Misty Wonders Enter the World of Aerosols

Team Chemical Market

27 Mar 2024


In the shadowy realm of modern science lies a phenomenon both ubiquitous and enigmatic - the aerosol. To the casual observer Aerosols are  mere mists, a fleeting wisp escaping from a canister or wafting through the air. In our bustling world aerosols pervade our lives, from air fresheners to potent industrial emissions. From laboratories to boardrooms, from classrooms to the corridors of power, the implications of Aerosol science are profound. In this article we give a brief outline of this product and the implications of its usage.

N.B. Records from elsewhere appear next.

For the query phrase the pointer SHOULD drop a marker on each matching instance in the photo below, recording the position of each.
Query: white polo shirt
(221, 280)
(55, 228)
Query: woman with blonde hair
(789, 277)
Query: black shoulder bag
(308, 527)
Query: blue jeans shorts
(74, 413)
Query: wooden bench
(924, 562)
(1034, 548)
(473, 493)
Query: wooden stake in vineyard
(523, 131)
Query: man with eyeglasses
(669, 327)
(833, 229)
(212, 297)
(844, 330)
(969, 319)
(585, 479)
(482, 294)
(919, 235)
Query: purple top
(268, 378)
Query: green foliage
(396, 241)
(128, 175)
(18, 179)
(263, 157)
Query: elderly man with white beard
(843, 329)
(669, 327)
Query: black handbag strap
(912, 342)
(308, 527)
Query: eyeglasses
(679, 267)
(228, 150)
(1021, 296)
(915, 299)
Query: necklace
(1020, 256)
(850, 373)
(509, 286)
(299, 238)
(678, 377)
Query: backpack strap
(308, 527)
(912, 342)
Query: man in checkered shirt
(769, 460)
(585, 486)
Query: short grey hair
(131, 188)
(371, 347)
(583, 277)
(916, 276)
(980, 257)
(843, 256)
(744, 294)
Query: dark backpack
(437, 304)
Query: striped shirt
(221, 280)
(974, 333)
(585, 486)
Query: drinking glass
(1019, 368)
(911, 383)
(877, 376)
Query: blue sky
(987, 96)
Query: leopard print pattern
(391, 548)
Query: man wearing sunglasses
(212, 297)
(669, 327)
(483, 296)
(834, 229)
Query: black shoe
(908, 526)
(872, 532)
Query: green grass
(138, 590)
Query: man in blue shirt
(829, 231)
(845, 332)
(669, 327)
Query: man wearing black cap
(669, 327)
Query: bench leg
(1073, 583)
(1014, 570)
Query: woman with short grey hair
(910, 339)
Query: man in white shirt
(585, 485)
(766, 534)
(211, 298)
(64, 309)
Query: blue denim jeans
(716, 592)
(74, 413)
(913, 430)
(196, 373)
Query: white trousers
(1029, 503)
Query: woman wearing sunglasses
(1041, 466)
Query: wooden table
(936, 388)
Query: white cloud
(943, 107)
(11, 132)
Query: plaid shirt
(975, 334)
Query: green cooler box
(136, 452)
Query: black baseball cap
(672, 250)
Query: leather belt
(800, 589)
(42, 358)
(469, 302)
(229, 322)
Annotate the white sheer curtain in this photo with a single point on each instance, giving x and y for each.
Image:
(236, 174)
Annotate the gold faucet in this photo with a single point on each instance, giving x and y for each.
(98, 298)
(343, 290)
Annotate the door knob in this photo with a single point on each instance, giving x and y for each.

Aerosols are colloidal systems. One familiar example is when the dispersed phase ( payload or contents) is a liquid or solid and the dispersing medium ( propellant) is in the form of a gas. Smoke from an automobile exhaust, mist, fog are examples of aerosols. The illustration  above depicts  the dispersal of paint from an sealed aerosol canister(can). Liquid paint is forced up the tube due to the  propellant (CFC) under high pressure. By depressing the button at the tube’s end, the valve opens. Contents of the tube are then dispersed into the atmosphere through a small opening  forming a  spray or mist.  Control over the spray volume is facilitated by the button. Aerosol cans are typically constructed from thin sheet steel with an internal coating of tin.  However, aluminium cans are generally used for more expensive items necessitating a premium aesthetic, such as personal care products. The can’s internal pressure is maintained constant. This ensures the spray remains consistent even when the contents are depleted.  Proper operation requires the can to  be held upright during spraying.

Propellant and Contents

For  effective sprays , the propellant should posses  a higher vapour pressure and lower boiling points. They must adequately dissolve  with the contents, and  remain chemically stable under the conditions present within the canister. Chemical instability could lead to decomposition, reactions with the contents or changes in performance over time.  Additionally, they should be non - toxic, low ODP ( ozone depletion potential), low flammability types. Choosing a propellent with all these characteristics poses significant challenges, thus highlighting the complexities of Aerosol science. Common propellants and their compatible  contents include :
  • Hydrocarbons (e.g. Propane, Butane) are widely used due to their affordability,  finding applications in insecticides, air fresheners, household cleaners, lubricants, and paints. Gives a consistent spray and good dispensing.
  • Dimethyl Ether (DME) . Relatively environment friendly with low toxicity. Efficient in dispersing in aerosol form.  Commonly found in  shaving creams, hair sprays and deodorants.
  • Carbondioxide. (CO2). Serves as an inert and non - flammable gas , utilized in  medical sprays like inhalers.
  • Nitrous oxide (N2O). Though less common in aerosol cans due to security concerns , functions as a propellant for whipped cream dispensers due to its texture

CFC ( Chlorofluorocarbons). Once prevelent as propellents in products like  pesticides, paints and air freshners, have been phased out due to their ozone depleting nature.

Environmental impact of Aerosols

Propellents harming the envoirnment due to Aerosol dispersions from canned products were mainly chlorofluorocarbons (CFCs), hydrochlorofluorocarbons (HCFCs) and Halon. Halon was very effective as a fire extinguisher.  Aerosol research has enabled the substitution of these propellants  to a large extent. They were known to cause depletion of the ozone layer leading to global warming. The smoke emanating from chimneys of a coal fired power plant are also Aerosols. They contain NOx and SOx gases that lead to acid rain. Many countries have regulations  restricting or banning the used of certain propellants, especially those deemed harmful to human health or environment.


Aerosol propellants  can pose  fire and  explosion hazards , since they may be a typical combination of ignitable materials. Some of them could cause intoxication when inhaled. Spray dusters called “ Canned Air” , can sometimes be fatal if inhaled directly. They are typically used for cleaning electronic circuits especially in hard to reach areas and tight spots. The name can mislead people. In reality, they do not contain air. A spray, when released from the canister nozzle,  undergoes rapid adiabatic expansion, resulting in a drop in  temperature . It may cause frosting when directed to the skin. Therefore it is advisable to thoroughly review all details, particularly cautionary information, before usage.


From the intricacies of respiratory health to the balance of Earth’s  climate, aerosols have a role to play. We probably have more questions than answers. Yet admist the fog of uncertainty, one aspect remains clear - the imperative of continued inquiry and vigilance. We should not view aerosols as a barrier to progress, but as a beacon where science and society march hand - in - hand towards a brighter tomorrow. There lies both peril and promise, a reminder that in the delicate balance of nature and human endeavour lies the key to our shared destiny.